Lisa Doeland is a teacher at both the Radboud University and the University of Amsterdam, teaching courses in ethics and contemporary issues, such as waste, ecology, the Anthropocene and apocalypticism. She has a background in both Literary Studies and Philosophy and has a soft spot for the uncanny, the monstrous, and the figure of the detective. Her research interests are critical theory, psychoanalytic thought, deconstruction, object-oriented theories such as ANT, OOO and new materialism, en (dark) ecophilosophy. In her PhD research, she explores the myriad ways in which we are haunted by these things we call “waste” and in so doing critically reflect on Modernity and its outcasts. In May 2023, her new book Apocalypsofie (Apocalyspohy) will be published in Dutch.

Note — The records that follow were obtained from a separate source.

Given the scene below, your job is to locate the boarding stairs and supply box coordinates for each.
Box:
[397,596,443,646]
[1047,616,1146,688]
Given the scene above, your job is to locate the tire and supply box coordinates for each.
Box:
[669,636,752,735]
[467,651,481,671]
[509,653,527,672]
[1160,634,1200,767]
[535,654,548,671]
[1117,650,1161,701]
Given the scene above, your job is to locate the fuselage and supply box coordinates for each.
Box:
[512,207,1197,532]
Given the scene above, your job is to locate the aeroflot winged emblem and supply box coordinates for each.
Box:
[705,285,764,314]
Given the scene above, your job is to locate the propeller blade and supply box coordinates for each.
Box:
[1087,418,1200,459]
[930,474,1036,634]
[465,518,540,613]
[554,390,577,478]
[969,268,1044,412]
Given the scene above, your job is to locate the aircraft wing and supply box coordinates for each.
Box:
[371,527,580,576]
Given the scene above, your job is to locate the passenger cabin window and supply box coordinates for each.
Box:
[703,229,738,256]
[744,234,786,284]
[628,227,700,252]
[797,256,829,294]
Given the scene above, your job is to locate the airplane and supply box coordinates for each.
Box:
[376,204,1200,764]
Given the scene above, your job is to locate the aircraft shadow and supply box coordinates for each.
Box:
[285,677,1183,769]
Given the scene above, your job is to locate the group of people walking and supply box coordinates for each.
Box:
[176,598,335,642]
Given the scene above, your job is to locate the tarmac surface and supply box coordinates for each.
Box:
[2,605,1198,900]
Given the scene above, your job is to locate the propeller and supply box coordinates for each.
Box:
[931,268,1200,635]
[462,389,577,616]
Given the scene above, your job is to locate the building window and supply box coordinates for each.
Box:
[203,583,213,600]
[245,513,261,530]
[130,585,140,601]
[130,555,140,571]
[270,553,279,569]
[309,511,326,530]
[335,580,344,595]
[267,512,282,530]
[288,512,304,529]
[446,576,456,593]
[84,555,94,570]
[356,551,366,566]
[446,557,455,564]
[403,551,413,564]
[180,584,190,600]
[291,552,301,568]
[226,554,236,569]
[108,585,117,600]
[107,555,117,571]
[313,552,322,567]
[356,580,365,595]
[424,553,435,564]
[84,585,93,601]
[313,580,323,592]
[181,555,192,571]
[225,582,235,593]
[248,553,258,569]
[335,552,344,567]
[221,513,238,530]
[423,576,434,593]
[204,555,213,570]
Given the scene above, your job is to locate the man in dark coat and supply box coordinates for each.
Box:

Miriam Sentler is a contemporary artist based in the Netherlands. She graduated cum laude from the University of Amsterdam (r.MA Artistic Research) and the Academy of Fine Arts in Maastricht (BFA Fine Arts) and received a certificate in Visual Anthropology from Goldsmiths, University of Arts London. Sentler showed her work at (amongst others): Het Nieuwe Instituut Rotterdam (NL), Looiersgracht 60 Amsterdam (NL), RADIUS, Centre for Art & Ecology, Delft (NL), LVR Landesmuseum Bonn (DE), Museum Bommel van Dam Venlo (NL), MACRO Museum for Contemporary Art Rome (IT), MKE Barcsay Hall Budapest (HU) and Art Rotterdam (NL). She was artist in residence at USF Verftet Bergen (NO), Knockvologan Studies (UK), RAVI Liége (BE), Exploded View – KNAW/ Parco dell Appia Antica Rome (IT) and Jester (f.k.a. CIAP/FLACC) Genk (BE). Sentler’s work emphasizes the continuous changing of environments, focusing on the cultural and environmental legacy of (fossil fuel) industries and the modern era. In her work, she often deals with questions of belonging. Through residencies and working periods, she looks for fitting mediums and methods to highlight (dis)appearances in changing landscapes, next to collaborating with other artists, scientists, and inhabitants. She founded the interdisciplinary artistic research project Deep Time Agency together with artist Wouter Osterholt in 2020, aiming to bring back a sense of belonging to “erased” (post)industrial landscapes. https://miriamsentler.com/
Pablo Ampuero-Ruiz is a social anthropologist and historian associated with the Amsterdam Institute for Social Science Research, Universiteit van Amsterdam. Since October 2021, he has been a member of the ERC-funded project ‘Worlds of Lithium’, led by Dr Cristóbal Bonelli, where he focuses on the economic and sociotechnological transformations around the lithium battery industry in China. Dr Ampuero-Ruiz received his PhD in 2021 from the Max Planck Institute for Social Anthropology in Halle/Saale and the Martin Luther University of Halle-Wittenberg in Germany. Besides his current work on lithium batteries, his research has explored diverse aspects of Chinese society and Sino-Latin American Relations, and he has taught and researched in several South American, Chinese, and European institutions. Dr Ampuero-Ruiz is also a photo-documentalist, with part of his work published by the National Geographic, and hosts the Spanish-language podcast ‘Todo Bajo el Cielo’.